What about Manitoba Moose?

Manitoba MooseImage via WikipediaHere is the latest in the NHL to Winnipeg saga. I don't know, personally I have always like the Moose Logo, it's fitting for that area because there are lot moose running around the Canadian Prairies and Midwest. Moose are indigenous to that area.

James Mirtle, Globe and Mail Blog --- What if the long-awaited Return of the Jets really wasn't the return of the Jets at all?

Amid all of the talk of the NHL's return to Winnipeg this s pring, there's also long been the suggestion that True North Sports & Entertainment would not bring back the Jets but instead "promote" their AHL franchise, the Manitoba Moose, to the big leagues.

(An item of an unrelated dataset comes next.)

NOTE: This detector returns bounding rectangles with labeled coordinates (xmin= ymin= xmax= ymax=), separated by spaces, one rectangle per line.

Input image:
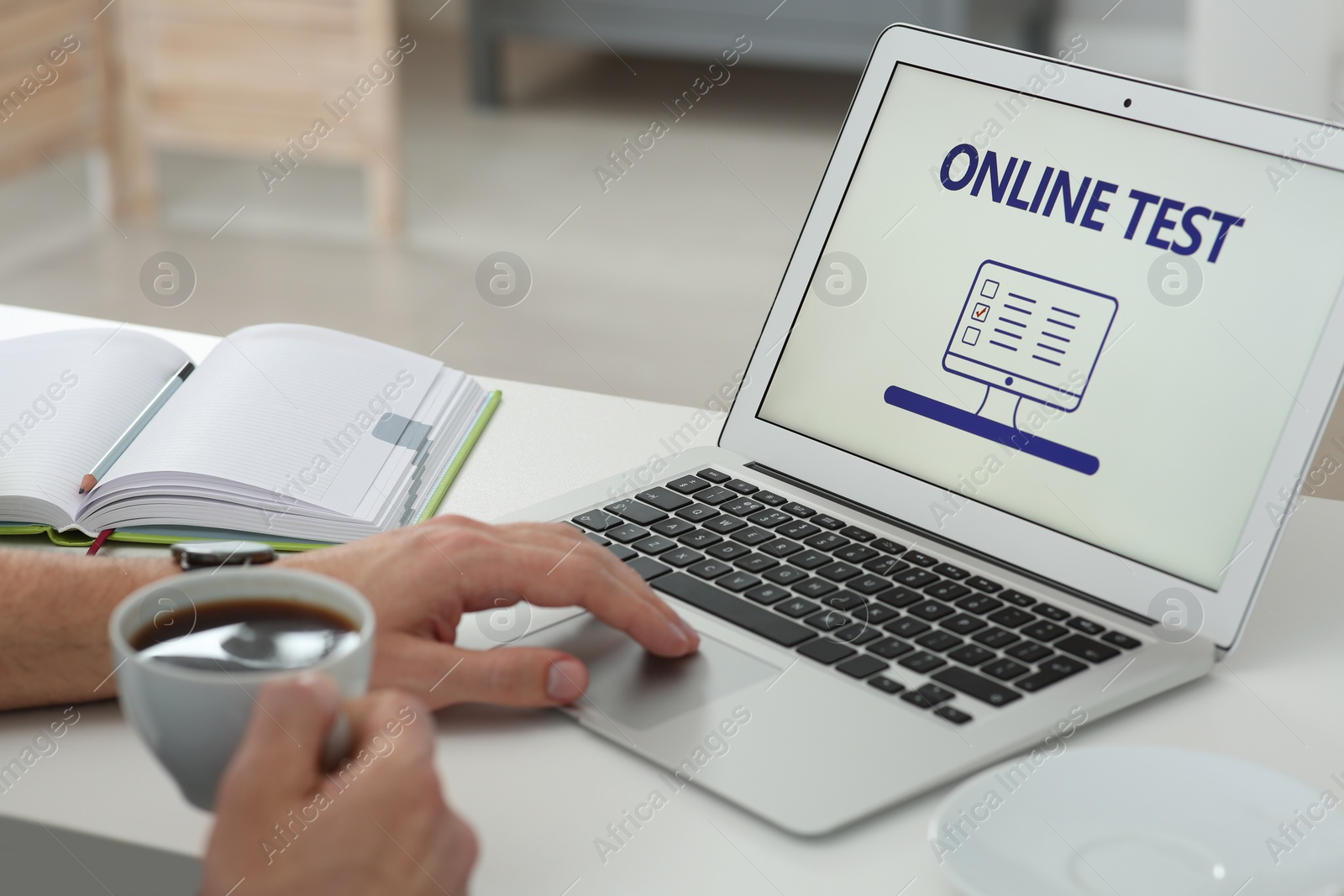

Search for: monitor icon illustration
xmin=885 ymin=260 xmax=1120 ymax=475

Which would mean keeping the Moose logo, colours and uniforms.

The latest to report on this was sportslogos.net, quoting "a reliable source" within True North.
“True North has spent considerable time and money promoting the Moose brand, switching away from that would be like essentially flushing money down the toilet,” the source said.

You have to imagine there'll be some resistance to this move, as there's a great deal of nostalgia still associated with the Winnipeg Jets brand, 15 years after they originally left Manitoba.

That trademark is apparently still owned by the NHL and would presumably be easy to acquire, but all indications are True North would go against public sentiment and stick with their brand.